I am trying to model counts distribute across groups in JAGS, but I need to add a random effect for the presence of multiple counts from the same individual.
The model is taken from here enter link description here I am stuck, so I would greatly appreciate any help with this.

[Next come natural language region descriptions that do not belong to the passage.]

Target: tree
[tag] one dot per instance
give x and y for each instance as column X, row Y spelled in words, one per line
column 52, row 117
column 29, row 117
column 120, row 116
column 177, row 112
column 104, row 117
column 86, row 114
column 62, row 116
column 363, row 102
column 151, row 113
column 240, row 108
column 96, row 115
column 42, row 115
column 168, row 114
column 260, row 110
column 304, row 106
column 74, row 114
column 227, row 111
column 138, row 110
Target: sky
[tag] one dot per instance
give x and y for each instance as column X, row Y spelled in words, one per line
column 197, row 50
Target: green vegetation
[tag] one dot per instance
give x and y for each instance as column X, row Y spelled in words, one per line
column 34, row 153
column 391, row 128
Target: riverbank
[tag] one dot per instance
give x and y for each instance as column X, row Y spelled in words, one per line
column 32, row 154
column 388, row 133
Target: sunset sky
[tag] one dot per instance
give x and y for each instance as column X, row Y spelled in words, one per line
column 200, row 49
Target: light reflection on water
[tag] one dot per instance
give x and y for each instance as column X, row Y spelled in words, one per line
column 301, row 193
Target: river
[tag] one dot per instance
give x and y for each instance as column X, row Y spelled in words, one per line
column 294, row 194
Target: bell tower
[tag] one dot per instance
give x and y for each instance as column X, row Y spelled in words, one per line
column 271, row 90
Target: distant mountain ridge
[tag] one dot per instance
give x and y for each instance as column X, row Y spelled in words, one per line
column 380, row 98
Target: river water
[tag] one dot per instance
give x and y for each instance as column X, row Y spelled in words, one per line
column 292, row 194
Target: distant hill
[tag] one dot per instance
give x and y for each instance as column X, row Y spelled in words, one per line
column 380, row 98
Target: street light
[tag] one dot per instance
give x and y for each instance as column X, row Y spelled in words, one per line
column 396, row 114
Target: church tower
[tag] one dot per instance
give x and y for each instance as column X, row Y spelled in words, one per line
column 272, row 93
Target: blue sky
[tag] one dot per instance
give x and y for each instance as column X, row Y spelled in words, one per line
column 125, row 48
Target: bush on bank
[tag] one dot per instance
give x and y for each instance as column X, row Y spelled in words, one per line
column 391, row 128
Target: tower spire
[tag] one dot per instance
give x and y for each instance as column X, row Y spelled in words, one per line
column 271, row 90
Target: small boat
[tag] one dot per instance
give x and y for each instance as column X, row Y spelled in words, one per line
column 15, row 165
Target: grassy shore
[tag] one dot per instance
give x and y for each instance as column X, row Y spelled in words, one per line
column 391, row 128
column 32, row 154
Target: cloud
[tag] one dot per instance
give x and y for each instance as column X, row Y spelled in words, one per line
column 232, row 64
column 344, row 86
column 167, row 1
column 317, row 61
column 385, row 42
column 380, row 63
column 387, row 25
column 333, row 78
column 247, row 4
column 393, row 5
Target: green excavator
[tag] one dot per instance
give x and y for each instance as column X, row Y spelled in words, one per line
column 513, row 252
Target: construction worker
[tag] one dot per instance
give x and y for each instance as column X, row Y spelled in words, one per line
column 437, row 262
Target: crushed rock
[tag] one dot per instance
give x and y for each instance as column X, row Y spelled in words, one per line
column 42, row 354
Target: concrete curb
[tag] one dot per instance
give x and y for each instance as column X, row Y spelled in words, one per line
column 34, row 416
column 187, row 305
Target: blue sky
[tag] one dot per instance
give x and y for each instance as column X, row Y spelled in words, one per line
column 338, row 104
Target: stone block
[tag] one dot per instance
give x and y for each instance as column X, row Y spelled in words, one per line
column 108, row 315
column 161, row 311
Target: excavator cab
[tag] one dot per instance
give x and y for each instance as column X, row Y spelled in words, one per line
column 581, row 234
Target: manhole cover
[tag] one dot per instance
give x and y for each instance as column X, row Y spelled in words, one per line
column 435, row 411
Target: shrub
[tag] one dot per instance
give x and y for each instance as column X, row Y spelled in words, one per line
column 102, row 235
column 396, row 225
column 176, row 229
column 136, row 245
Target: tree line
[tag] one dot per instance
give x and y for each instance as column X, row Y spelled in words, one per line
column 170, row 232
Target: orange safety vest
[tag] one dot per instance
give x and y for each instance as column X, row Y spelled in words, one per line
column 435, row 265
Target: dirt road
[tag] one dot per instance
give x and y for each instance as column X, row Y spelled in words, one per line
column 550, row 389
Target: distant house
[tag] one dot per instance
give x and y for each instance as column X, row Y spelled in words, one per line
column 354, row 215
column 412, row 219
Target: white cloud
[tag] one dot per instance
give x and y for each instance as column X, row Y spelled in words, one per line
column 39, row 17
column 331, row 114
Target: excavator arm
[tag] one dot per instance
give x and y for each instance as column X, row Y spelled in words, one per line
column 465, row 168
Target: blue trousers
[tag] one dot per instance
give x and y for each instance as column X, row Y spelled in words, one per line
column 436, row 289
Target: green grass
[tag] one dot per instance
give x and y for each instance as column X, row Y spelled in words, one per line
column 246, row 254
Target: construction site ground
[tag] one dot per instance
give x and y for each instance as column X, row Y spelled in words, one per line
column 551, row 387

# File name "count model.jags"
model {
#Likelihood
for (i in 1:nGroups) {
obs[i] ~ dbin(p[i],n[i])
p[i] ~ dbeta(a[i],b[i])
a[i] ~ dgamma(1,0.01)
b[i] ~ dgamma(1,0.01)
}
} # end of model
To incorporate random effects for repeated measurements from the same individual in your binomial model, you'll need to add a hierarchical structure. Here's how you can modify your JAGS model:
model {
# Likelihood
for (i in 1:nObs) { # Loop over all observations
obs[i] ~ dbin(p[i], n[i])
logit(p[i]) <- beta0 + beta[group[i]] + u[individual[i]] # Linear predictor with random effect
}
# Random effects for individuals
for (j in 1:nIndividuals) {
u[j] ~ dnorm(0, tau.u) # Individual random effects
}
# Group-level effects
for (k in 1:nGroups) {
beta[k] ~ dnorm(0, 0.001) # Group effects
}
# Hyperpriors
beta0 ~ dnorm(0, 0.001) # Global intercept
tau.u ~ dgamma(0.001, 0.001) # Precision for random effects
sigma.u <- 1/sqrt(tau.u) # Convert to standard deviation
}
Your data structure should look like this:
data <- list(
nObs = length(obs),
nIndividuals = length(unique(individual_ids)),
nGroups = length(unique(group_ids)),
obs = observed_counts,
n = trials,
individual = individual_ids,
group = group_ids
)
This approach properly accounts for within-individual correlation while maintaining your group structure. The random effects capture individual-specific deviations from the group-level effects.